The results section [9] noted “liver metastasis of the immunotherapy group (I-G) (I-G 19%) vs. the immunotherapy-cannabis group (IC-G) (67%, p = 0.89)”, which, based on this p-value, would be interpreted as non-significant. However, reanalysis revealed that this baseline difference was significant (p < 0.0001 for chi-square, Fisher’s, and Yates, Figure 1D).
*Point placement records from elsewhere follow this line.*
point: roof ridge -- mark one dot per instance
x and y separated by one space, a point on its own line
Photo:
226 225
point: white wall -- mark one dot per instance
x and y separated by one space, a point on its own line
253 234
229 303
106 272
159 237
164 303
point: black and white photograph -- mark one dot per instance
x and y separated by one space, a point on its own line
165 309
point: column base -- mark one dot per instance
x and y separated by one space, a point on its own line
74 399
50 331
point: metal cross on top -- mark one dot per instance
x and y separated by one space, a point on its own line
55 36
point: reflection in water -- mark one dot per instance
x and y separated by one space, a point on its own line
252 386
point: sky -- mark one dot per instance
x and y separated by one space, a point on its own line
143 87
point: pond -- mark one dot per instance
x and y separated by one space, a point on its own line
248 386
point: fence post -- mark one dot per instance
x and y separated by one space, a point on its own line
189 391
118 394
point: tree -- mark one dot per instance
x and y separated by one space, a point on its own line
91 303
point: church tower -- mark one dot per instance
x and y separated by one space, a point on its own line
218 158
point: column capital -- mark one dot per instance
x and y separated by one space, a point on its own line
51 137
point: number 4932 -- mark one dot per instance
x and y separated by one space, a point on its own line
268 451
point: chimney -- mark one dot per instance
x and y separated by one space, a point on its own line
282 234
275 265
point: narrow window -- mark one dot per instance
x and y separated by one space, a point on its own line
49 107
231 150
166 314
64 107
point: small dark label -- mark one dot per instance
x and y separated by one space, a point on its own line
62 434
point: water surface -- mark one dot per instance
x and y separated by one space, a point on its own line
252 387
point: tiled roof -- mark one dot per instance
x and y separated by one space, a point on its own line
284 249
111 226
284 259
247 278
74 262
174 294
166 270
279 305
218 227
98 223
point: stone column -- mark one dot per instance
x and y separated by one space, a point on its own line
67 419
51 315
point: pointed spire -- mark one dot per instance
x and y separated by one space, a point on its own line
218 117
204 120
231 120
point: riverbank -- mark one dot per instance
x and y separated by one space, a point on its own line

Table 2 [9] reported two trends in p-values of abnormal laboratory tests, but both were unverified. For lymphocytes, this was reported as p = 0.08, but the calculated two-tailed chi-square was p = 0.1199, Fisher’s p = 0.1412, and Yates p = 0.1793. As the results section [9] mentioned a one-tailed p-value, the calculations of one-tailed values were as follows: chi-square p = 0.0600, Fisher’s p = 0.0890, and Yates p = 0.0896. Similarly, for alkaline phosphatase, the reported p-value (p = 0.09) could not be verified despite six attempts (two-tailed: chi-square = 0.1374, Fisher’s = 0.1468, Yates = 0.2157; one-tailed chi-square = 0.0687, Fisher’s = 0.1089, Yates = 0.1079). Further, of the twelve reported percentages, two (16.7%) contained minor rounding issues (12/68 reported as 17 but calculated as 17.6%, which would round to 18, and 23/34 reported as 67 but calculated as 67.6%, which should round to 68%).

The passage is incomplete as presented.